Right, well, basically everything that is amazing about electronic music originated in Belgium and this week we’re here to shove it in your face. OK that’s maybe a slight exaggeration, but for a country with a population half that of Greater London, Belgian producers have had a huge influence on the global, and especially UK, rave scenes. By the time people read this we’ll have already done a couple of parties showcasing both the old and new, and over the rest of the week we’ve got film screenings, club nights and gigs, lots of great stuff.
Loads of people, Wednesday night the Kraak Records label take over Café Oto for a night of experimental music, Friday we’re at Café 1001, we’ll be showing the amazing ‘The Sound of Belgium‘ film from 6pm and then after that there’s live and DJ sets from the likes of Cupp Cave, Lefto, Squeaky Lobster, Pomrad and LTGL, think fun interesting leftfield electronica. Then on Saturday we wrap things up with a party at Birthdays in Dalston with some of Belgium’s new house/disco/techno stars like goldFFinch, Surfing Leons, Sagat, Richelle and DJ Slow. That just leaves time for a manic run round London on Sunday trying to stuff as many Shake Shack/Meat Liquor burgers into my gaping maw as I can before they pour me onto the Eurostar and I speed home a broken man.
Why is Belgian music your bag?
Well it’s odd really, I never planned to move out there as such, it was just one of those things that happened, but I have always been into Belgian producers and artists. When I was 14/15 and still stomping around in 10-hole DMs and writing bad poetry about bats, I got into bands like Front 242. Then a year or two later I discovered labels like R&S. To be honest I probably didn’t even know where most of this stuff was coming from at the time, I think you forget how little information you tended to have back in those days.
It was only later that I really pieced it all together and began to understand just how much amazing electronic music came out of Belgium, from a lot of Cold Wave and EBM in the early 80s, through to New Beat, Hardcore Techno and beyond. When you watch the film ‘The Sound of Belgium’, you really do spend most of it going ‘Oh my god, I love that track, and that one, and that one!’. After I first saw it I must have spent about three days poring through my record collection digging all this amazing music out.
Slightly even more bizarrely back in the early ’00s I actually had a brief DJ residency in Bruxelles, it was a strange period where a few people had made the foolishly rash decision that I just possibly might be a rising star of the DJ world, a notion that lasted all of about one week if I recall correctly. Anyway I was back at the venue I used to play at earlier this year with one of the acts I now work with, Waze & Odyssey, and backstage there was still a sticker on the wall advertising my set there from a decade before, strange how things work out.
Who’s your favourite Belgian? Is it Stella Artois? Or is that just a lame ass stereotyping question?

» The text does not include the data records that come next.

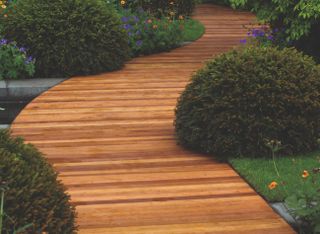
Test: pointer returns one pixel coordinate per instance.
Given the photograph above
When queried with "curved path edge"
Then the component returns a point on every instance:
(111, 138)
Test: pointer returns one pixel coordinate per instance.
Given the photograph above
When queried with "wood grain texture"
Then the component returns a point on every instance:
(111, 137)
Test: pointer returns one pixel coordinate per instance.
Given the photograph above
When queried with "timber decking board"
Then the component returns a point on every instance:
(111, 137)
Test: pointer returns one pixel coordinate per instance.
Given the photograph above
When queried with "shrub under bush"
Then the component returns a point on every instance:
(34, 196)
(68, 37)
(246, 96)
(150, 35)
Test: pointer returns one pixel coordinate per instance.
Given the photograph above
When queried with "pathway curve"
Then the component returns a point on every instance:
(111, 137)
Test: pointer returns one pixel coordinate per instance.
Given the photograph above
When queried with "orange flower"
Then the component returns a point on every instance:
(305, 174)
(273, 185)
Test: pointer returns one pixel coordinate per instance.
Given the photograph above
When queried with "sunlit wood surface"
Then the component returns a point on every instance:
(111, 137)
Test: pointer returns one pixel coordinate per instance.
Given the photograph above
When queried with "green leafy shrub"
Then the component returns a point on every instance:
(246, 96)
(173, 8)
(68, 37)
(34, 196)
(148, 34)
(297, 22)
(14, 61)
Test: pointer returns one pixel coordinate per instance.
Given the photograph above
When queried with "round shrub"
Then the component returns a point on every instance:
(68, 37)
(246, 97)
(34, 195)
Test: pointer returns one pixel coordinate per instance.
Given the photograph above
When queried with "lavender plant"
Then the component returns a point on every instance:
(15, 62)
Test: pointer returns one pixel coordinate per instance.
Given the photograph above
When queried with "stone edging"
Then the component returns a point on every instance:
(26, 89)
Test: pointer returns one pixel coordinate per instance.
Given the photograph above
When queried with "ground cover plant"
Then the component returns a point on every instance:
(294, 180)
(33, 195)
(109, 33)
(246, 96)
(151, 33)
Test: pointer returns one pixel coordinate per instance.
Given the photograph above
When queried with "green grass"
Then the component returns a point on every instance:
(193, 30)
(260, 172)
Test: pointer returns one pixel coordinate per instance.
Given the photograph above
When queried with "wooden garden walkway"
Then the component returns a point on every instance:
(111, 137)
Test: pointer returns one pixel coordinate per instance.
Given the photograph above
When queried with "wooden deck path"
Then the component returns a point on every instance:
(111, 137)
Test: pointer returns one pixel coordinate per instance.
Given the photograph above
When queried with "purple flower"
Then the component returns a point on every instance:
(23, 50)
(3, 42)
(124, 19)
(29, 60)
(243, 41)
(139, 43)
(127, 26)
(136, 19)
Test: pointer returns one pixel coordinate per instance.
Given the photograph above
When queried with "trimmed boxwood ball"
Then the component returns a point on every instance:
(245, 97)
(68, 37)
(34, 195)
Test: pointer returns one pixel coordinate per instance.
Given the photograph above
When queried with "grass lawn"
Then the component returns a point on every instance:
(260, 173)
(193, 30)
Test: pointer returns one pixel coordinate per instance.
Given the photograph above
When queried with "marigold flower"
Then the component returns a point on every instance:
(273, 185)
(305, 174)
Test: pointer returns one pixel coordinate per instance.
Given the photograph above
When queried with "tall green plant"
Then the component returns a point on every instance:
(294, 17)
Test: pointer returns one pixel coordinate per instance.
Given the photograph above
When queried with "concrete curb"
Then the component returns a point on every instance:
(26, 89)
(282, 210)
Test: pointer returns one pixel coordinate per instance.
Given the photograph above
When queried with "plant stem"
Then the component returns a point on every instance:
(1, 209)
(274, 164)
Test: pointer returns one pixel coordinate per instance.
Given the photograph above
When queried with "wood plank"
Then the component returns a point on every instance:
(111, 138)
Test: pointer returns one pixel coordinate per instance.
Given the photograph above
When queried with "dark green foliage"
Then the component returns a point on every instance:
(218, 2)
(34, 196)
(296, 22)
(164, 7)
(246, 96)
(68, 37)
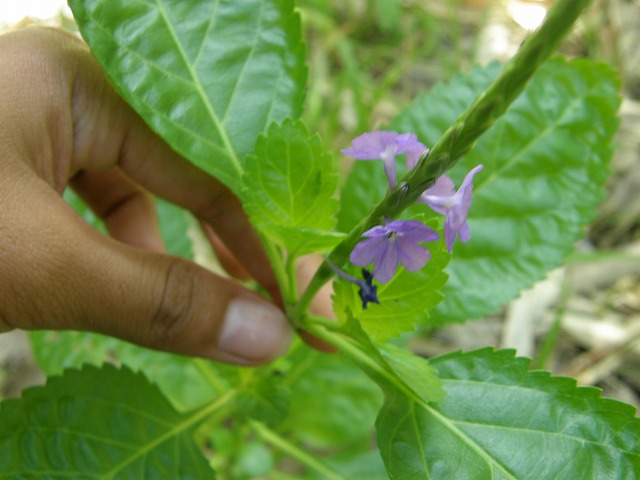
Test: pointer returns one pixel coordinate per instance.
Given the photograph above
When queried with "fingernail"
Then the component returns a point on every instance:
(254, 331)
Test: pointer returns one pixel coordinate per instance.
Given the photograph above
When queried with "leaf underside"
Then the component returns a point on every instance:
(545, 165)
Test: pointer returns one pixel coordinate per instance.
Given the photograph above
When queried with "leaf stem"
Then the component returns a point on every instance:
(356, 352)
(461, 136)
(303, 457)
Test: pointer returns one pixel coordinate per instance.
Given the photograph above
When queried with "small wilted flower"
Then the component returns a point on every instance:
(368, 292)
(444, 199)
(384, 145)
(392, 244)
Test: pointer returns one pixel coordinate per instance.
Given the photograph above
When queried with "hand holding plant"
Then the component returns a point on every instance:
(224, 84)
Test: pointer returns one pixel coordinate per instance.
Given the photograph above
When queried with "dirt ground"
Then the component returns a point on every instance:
(584, 319)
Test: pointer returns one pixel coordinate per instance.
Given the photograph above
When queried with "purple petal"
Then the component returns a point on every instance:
(367, 251)
(377, 231)
(370, 145)
(412, 255)
(466, 189)
(464, 234)
(386, 264)
(413, 155)
(390, 171)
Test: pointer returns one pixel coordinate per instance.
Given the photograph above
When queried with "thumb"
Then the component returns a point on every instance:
(62, 274)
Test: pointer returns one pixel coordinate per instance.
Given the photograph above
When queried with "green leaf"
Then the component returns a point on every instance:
(265, 399)
(290, 183)
(365, 186)
(98, 423)
(545, 164)
(507, 422)
(416, 372)
(209, 77)
(186, 382)
(405, 301)
(174, 224)
(345, 411)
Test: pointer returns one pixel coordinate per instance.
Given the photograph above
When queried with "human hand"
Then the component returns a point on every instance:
(62, 124)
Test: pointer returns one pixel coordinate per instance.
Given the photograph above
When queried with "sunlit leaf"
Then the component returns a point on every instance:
(291, 181)
(186, 382)
(500, 420)
(545, 164)
(207, 76)
(98, 423)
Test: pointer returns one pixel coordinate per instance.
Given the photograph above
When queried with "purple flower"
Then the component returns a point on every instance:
(393, 243)
(384, 145)
(443, 198)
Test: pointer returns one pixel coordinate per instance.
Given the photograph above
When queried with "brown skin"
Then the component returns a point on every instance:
(62, 124)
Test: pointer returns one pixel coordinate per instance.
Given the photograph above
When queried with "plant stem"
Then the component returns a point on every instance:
(461, 136)
(284, 445)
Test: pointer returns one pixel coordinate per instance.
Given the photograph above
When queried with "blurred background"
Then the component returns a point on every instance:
(368, 59)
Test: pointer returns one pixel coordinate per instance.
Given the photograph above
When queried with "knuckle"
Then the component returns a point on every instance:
(172, 318)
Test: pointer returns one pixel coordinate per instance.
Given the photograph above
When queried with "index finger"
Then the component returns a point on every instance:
(109, 133)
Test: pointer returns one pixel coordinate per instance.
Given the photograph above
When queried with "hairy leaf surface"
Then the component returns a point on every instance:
(98, 423)
(500, 420)
(291, 182)
(186, 382)
(207, 76)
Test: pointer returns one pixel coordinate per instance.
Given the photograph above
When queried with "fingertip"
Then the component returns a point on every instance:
(253, 332)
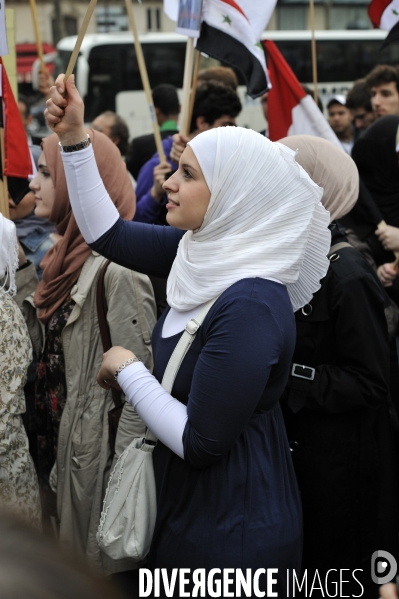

Ha, well there’s no getting away from the fact that the Belgians like a beer or two, though oddly enough despite the average tipple weighing in at around 10% they don’t tend to go in for such public displays of mind bending oblivion as us Brits are so fond of, also to be honest you’d probably be roundly mocked for ordering a Stella, Westmalle Tripel has become my usual tipple, 12% of full flavoured beer, can’t beat it.
But anyway my favourite Belgian… Well if you’ll forgive me one moment of mawkishness I’d have to say all the friends I’ve made over the past 14 months. They’ve put up with my ridiculously bad French, tolerated my non-existent Flemish and made us feel at home so quickly. Honestly lovely country, amazing people.